The reason boxing is floundering now isn't because MMA has lured fans away with some shameless spectacle. Boxing is suffering because of its own mistakes, its own legacy of mismatches, corruption and underwhelming efforts.
I grew up with boxing and I still love it the way one loves a ne'er-do-well uncle. In all likelihood, I'll end up ordering the De La Hoya-Mayweather bout, just as I have ordered every UFC in recent memory.
But when this fight is over, where is boxing going to go? What happens next weekend, when MMA comes back with its weekly shows like The Ultimate Fighter and IFL Battleground? Boxing will be back where it was before this fight, with cards full of fighters few have ever heard of and even fewer care about.
Notice that when Freeman makes his case for this weekend's bout as the fight to save boxing, he doesn't mention any other match-up besides De La Hoya-Mayweather. It makes me wonder: Could he even name another fight on that card without looking it up first? Boxing has come to depend solely on the main event draw, putting all its hope into one fight at a time, just as it is doing now.
MMA, on the other hand, offers up fight cards full of exciting matchups. It's not at all uncommon to see more than one title go up for grabs on a single UFC pay-per-view, and even the undercard fighters are relatively well-known by fans of the sport.

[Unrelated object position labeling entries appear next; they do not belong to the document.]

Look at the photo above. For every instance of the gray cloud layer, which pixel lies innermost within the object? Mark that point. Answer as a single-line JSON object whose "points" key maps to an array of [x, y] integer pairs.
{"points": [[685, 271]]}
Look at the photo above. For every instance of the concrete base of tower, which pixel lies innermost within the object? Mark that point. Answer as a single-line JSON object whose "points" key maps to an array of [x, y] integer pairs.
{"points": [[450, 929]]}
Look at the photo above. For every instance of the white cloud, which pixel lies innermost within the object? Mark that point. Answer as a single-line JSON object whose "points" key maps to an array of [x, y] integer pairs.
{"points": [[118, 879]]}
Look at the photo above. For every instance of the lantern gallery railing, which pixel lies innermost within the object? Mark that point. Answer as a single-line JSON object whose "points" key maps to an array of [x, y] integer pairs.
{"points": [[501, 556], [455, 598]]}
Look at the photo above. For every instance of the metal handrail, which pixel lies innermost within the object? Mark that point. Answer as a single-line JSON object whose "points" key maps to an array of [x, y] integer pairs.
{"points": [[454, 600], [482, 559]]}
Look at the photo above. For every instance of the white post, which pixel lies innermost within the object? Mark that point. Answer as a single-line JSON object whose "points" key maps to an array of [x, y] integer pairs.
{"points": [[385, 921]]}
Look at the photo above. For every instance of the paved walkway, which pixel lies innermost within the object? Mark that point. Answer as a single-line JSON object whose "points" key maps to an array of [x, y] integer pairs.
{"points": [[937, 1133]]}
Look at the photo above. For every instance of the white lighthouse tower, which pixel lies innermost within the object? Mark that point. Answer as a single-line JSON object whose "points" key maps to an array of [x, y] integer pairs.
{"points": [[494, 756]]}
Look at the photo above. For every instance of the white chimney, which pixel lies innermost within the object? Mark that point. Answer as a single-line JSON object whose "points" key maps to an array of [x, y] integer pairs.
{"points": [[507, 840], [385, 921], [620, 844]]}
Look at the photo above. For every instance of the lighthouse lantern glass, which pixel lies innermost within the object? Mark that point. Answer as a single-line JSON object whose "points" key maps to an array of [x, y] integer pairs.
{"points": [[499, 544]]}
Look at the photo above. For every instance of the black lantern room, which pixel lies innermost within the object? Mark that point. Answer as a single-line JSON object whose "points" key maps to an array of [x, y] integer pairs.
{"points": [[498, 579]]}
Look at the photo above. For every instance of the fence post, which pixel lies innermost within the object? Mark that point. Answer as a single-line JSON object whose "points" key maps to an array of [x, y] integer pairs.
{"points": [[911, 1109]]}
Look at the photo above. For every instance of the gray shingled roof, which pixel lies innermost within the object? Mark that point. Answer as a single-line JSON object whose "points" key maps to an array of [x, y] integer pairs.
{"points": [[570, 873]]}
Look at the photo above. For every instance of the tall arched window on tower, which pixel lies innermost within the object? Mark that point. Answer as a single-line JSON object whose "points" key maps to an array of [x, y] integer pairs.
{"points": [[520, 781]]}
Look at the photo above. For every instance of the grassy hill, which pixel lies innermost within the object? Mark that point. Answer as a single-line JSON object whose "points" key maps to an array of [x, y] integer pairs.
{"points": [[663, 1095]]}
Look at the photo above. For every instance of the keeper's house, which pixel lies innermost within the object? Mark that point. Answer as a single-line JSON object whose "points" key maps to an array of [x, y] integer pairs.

But beyond the marketing side of things, MMA is successful because it is compelling to watch as a sport. Not only is it safer (there has never been a death or serious injury in a sanctioned MMA bout), but it requires a wider range of skill from its participants.
Those who think it's simply barbarism either a) have no concept of the intricacies of the ground game and how that affects every other aspect of a fight, or b) have never really watched much MMA.
I suspect Freeman falls more into the second category, which is a shame. Many boxing fans seem to feel such a loyalty to their sport that they can't watch an MMA event unless they're doing so to find something worth criticizing, something that will prove once and for all that boxing is superior.